@ymoslem I was wondering if CTranslate2 currently supports LSTM Models, and if not, how do you think I should go about integrating the LSTM weights into this streamlit tool?
I was currently able to integrate the transformer model into this streamlit server by converting my transformer “model.pt” file into “model.bin” using the CTranslate2 tool. Could you suggest something on how I could use the LSTM model for predicting translation for one line input since I don’t want to write to file every time and translate using onmt_translate, is there an alternative to this? @guillaumekln ?
What do you mean by “config” file? If you mean the Python file, Streamlit supports hot reloading with changing and saving the Python file. I assume that advanced questions about Streamlit should be sent to their forum.
Again, as I mentioned before, this tutorial is meant for building quick demos for research purposes. For production purposes, usually a REST API (with Flask or FastAPI) is created and the task of loading models will be (fully or partially) handled from there.
Personally, use streamlit as front end. And I have a flask app in a docker and my models in a “docker volume”.
My python code refer to the folder nomenclature and file names nomenclature to understand which models are available.
example:
folder structure:
models/languageName/model.bin
Code:
loop on any folder in /models
if there is a model.bin file within the folder consider that the language is available.

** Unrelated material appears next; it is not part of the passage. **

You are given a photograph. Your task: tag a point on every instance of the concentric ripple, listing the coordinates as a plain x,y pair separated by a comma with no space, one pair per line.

When I add a new model I don’t need to rebuild anything. I just need to upload the model in the model folder and right away streamlit has access to the model.
I’m referring to the json file which specifies the models and their settings usually found in the folder, available_models.
Currently, any new addition of a model requires me to edit the config file, kill the server and restart it. I’m wondering if there’s a way to hot load models when the new model is called from automatic reading the newly edited conf file.
(I might be in the wrong thread since I’m looking from an API perspective)
I assume you are talking about Simple OpenNMT-py REST server. This REST API uses Flask. In my experience, the task of auto-reloading in Flask is not as straightforward as it is in FastAPI. Still, you can have a look at the answers in this discussion.
No i made a pure flask api in the end. I have a flask api that serves my models and i have an another api with streamlit that serves has UI (user interface). The UI call the translating API to get the translation and provide the information of the source and target language and the text to be translated. The translating api can also be called to provide the list of languages pair supported.
Best regards,
Samuel
Hi @ymoslem, thanks for this tutorial… its excellent. I do have one question… I was able to get the app working using my own trained model. Following the tutorial, I took the model pt file and converted it to a CTranslate2 model using ct2-opennmt-py-converter and it works fine.
My question… should one first run onmt_release_model on the pt file before running the ct2-opennmt-py-converter to remove the training only parameters, or does the c2 converter do that already?
It works with no errors, but when changing the output format to ctranslate2, it generates an error. I am wondering if I need to compile OpenNMT-py using an option flag?
Traceback (most recent call last):
File “/Users/cryptik/.virtualenvs/opennmt-pv1/bin/onmt_release_model”, line 8, in
sys.exit(main())
File “/Users/cryptik/.virtualenvs/opennmt-pv1/lib/python3.8/site-packages/onmt/bin/release_model.py”, line 59, in main
converter.convert(opt.output, model_spec, force=True,
File “/Users/cryptik/.virtualenvs/opennmt-pv1/lib/python3.8/site-packages/ctranslate2/converters/converter.py”, line 53, in convert
model_spec.validate()
File “/Users/cryptik/.virtualenvs/opennmt-pv1/lib/python3.8/site-packages/ctranslate2/specs/model_spec.py”, line 265, in validate
if self._vmap is not None and not os.path.exists(self._vmap):
File “/usr/local/opt/python@3.8/bin/…/Frameworks/Python.framework/Versions/3.8/lib/python3.8/genericpath.py”, line 19, in exists
os.stat(path)
TypeError: stat: path should be string, bytes, os.PathLike or integer, not TransformerSpec
I would like just to clarify that if you use this tutorial, please use the code here as it integrates changes suggested by Guillaume, Samuel and other colleagues:
I will edit the original tutorial as soon as possible.
Hi @ymoslem, @francoishernandez… again, thanks for the help. Per your note @francoishernandez, I checked versions… and I was running CTranslate2 v 2.10.0 and OpenNMT 2.2.0. I upgraded ct2 to 2.10.1 and the above error went away.
@ymoslem, I was actually using a different implementation for my test translation web app. I needed it to run as part of a larger server side application (rather than streamlit) but I am using parts of your excellent python code. I refactored what I had based on the link you provided. Thanks again!
One question relative to quantization in the onmt_release_model converter… I understand what the end result of the quantization does, but does the accuracy of the model decrease when using say ‘int8’ vs ‘float16’?